"Perkenalkan, saya Bu Iren." Seorang perempuan empat puluhan tahun, berpakaian rapi, berkacamata, bertugas mewawancaraiku di ruang kerjanya.
"Saya sudah baca resumemu. Kamu lulusan hukum dari perguruan tinggi bonafit, pernah jadi manajer pemasaran di pusat kebugaran? Resumemu jauh berbeda dari kandidat yang biasa kami cari, tapi ini menarik. Saya yakin kamu tahu apa yang harus kamu lakukan."
Aku mengangguk. "Ya, Bu. Saya sangat paham dengan bidang saya."

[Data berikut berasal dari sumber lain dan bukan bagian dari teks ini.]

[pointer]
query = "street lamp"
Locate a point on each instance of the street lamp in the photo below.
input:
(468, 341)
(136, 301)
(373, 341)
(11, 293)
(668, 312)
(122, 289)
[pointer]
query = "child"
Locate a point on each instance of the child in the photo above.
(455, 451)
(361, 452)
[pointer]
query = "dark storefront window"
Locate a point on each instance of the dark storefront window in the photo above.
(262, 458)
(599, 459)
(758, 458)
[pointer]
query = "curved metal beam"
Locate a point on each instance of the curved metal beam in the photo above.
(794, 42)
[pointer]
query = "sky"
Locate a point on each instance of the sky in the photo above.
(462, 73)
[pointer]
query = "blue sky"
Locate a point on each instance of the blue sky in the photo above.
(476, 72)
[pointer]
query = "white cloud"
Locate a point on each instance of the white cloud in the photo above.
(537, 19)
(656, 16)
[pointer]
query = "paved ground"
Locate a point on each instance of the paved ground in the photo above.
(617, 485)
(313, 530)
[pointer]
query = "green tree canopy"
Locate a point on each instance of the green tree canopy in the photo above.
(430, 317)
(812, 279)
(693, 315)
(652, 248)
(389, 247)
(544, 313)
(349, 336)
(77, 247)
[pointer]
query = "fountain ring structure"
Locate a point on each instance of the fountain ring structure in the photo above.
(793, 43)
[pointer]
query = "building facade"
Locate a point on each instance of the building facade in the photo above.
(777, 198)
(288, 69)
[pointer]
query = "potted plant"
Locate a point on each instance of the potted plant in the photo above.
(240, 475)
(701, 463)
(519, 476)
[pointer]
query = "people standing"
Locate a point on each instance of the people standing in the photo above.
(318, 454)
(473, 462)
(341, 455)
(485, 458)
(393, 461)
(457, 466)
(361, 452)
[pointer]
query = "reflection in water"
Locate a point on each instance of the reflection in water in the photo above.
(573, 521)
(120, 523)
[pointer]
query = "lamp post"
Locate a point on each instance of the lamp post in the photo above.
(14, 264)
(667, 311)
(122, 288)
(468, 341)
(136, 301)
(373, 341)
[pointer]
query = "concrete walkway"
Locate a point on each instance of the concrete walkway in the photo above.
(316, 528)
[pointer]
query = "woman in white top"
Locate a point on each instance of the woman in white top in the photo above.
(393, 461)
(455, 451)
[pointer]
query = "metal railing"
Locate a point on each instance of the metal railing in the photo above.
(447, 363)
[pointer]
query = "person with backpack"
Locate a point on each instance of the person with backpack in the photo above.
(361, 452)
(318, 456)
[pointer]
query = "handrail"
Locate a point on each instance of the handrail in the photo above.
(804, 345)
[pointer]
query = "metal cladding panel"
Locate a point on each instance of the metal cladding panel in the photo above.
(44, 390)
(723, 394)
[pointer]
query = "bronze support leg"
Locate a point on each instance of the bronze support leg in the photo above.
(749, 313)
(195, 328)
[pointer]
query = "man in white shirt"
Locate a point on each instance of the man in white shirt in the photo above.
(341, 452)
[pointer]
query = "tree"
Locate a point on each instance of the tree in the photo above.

"Menjadi paralegal hukum di sini adalah pijakan awal untuk karier di bidang hukum ke depan. Pendapatan di atas rata-rata, tentu. Tunjangan juga lebih dari cukup. Dan jika kamu mampu bekerja dengan baik, kami bisa membantu menyesuaikan dengan gelar sarjanamu. Bahkan, kalau beruntung, mungkin kami bisa memfasilitasimu ke jenjang yang lebih tinggi."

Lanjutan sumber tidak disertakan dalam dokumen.